Reactome is a free, open-source, curated and peer reviewed pathway database. Our goal is to provide intuitive bioinformatics tools for the visualization, interpretation and analysis of pathway knowledge to support basic research, genome analysis, modeling, systems biology and education.


Synapse, from Sage Bionetworks, is an open source, web-based platform designed to facilitate collaboration within and among scientific teams, access to large-scale analysis-ready genomics data sets, and integration with analysis tools and programming environments.  The portal allows users to define their own online project spaces to which they can post content (data, code, analysis history and project summaries) and document their work online immediately upon production. Project owners are able to control access to their own projects: users can share projects initially with only defined collaborators or make them publicly available. The platform supports a public API and integration with R, Python, Java, and command-line clients, allowing analysts to work directly with Synapse data and code using their existing tools.

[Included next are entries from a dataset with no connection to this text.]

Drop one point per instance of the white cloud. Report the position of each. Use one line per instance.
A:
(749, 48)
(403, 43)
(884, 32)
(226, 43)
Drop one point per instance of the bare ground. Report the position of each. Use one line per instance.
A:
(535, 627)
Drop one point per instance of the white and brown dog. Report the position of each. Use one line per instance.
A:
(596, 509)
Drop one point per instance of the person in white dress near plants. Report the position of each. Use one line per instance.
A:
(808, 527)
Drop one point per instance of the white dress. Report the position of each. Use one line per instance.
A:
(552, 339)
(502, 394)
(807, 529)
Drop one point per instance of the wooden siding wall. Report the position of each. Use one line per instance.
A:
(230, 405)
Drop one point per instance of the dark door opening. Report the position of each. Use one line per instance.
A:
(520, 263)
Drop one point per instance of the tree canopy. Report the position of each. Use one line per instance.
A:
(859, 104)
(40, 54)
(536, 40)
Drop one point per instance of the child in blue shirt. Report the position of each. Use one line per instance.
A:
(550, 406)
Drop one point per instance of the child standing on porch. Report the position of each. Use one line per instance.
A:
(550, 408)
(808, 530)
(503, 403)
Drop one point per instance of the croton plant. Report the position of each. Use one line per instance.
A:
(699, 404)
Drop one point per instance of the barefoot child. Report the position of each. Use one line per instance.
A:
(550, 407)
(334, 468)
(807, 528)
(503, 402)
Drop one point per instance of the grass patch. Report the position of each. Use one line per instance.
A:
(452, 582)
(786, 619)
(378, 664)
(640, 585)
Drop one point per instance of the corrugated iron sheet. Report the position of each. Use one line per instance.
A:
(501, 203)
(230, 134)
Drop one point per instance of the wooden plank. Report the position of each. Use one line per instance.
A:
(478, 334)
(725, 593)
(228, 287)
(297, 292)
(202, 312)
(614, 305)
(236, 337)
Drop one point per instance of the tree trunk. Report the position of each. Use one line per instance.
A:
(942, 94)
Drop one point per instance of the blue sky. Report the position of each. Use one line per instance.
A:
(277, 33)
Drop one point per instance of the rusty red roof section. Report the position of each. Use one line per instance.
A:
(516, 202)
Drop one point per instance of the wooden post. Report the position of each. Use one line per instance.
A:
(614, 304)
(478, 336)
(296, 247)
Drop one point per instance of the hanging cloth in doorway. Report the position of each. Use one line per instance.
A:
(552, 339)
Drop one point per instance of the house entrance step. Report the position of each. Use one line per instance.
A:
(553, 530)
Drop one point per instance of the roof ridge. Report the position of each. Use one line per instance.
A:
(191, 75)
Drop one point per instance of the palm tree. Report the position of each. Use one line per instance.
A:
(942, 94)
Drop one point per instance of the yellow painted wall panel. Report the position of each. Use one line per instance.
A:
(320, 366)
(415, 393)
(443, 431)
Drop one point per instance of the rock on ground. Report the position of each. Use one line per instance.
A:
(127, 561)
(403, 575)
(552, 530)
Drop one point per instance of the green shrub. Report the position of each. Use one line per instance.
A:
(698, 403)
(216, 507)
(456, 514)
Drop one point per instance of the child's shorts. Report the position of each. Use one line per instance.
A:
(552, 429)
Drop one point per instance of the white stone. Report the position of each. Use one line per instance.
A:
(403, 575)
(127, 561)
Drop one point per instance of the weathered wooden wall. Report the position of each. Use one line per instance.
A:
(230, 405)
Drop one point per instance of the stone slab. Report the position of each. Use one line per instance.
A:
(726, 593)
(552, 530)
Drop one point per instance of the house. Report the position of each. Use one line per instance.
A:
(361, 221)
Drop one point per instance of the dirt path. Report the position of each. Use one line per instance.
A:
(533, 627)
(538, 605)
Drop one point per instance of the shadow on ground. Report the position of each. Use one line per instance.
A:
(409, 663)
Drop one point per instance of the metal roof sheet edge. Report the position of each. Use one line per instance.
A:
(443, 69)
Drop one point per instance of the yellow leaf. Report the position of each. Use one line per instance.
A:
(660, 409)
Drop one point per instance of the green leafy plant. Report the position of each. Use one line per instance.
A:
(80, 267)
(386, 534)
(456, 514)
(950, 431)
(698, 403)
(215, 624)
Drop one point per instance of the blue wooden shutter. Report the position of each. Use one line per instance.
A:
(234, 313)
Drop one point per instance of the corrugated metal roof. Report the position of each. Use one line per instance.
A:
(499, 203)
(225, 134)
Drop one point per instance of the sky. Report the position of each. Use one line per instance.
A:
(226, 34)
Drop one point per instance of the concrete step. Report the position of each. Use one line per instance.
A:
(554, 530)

The Trinity Cancer Transcriptome Analysis Toolkit (CTAT) aims to provide tools for leveraging RNA-Seq to gain insights into the biology of cancer transcriptomes. Bioinformatics tool support is provided for mutation detection, fusion transcript identification, and de novo transcriptome assembly.

UCSC Table Browser

The UCSC Genome Browser website contains the reference sequence and working draft assemblies for a large collection of genomes. The Table Browser provides convenient access to the underlying database, allowing you to retrieve the data associated with an annotation track (a means of organizing a particular set of information, such as known genes, predicted genes, ESTs, mRNAs, CpG islands, assembly gaps and coverage, or chromosomal bands) in text format, to calculate intersections between tracks, and to retrieve DNA sequence covered by a track.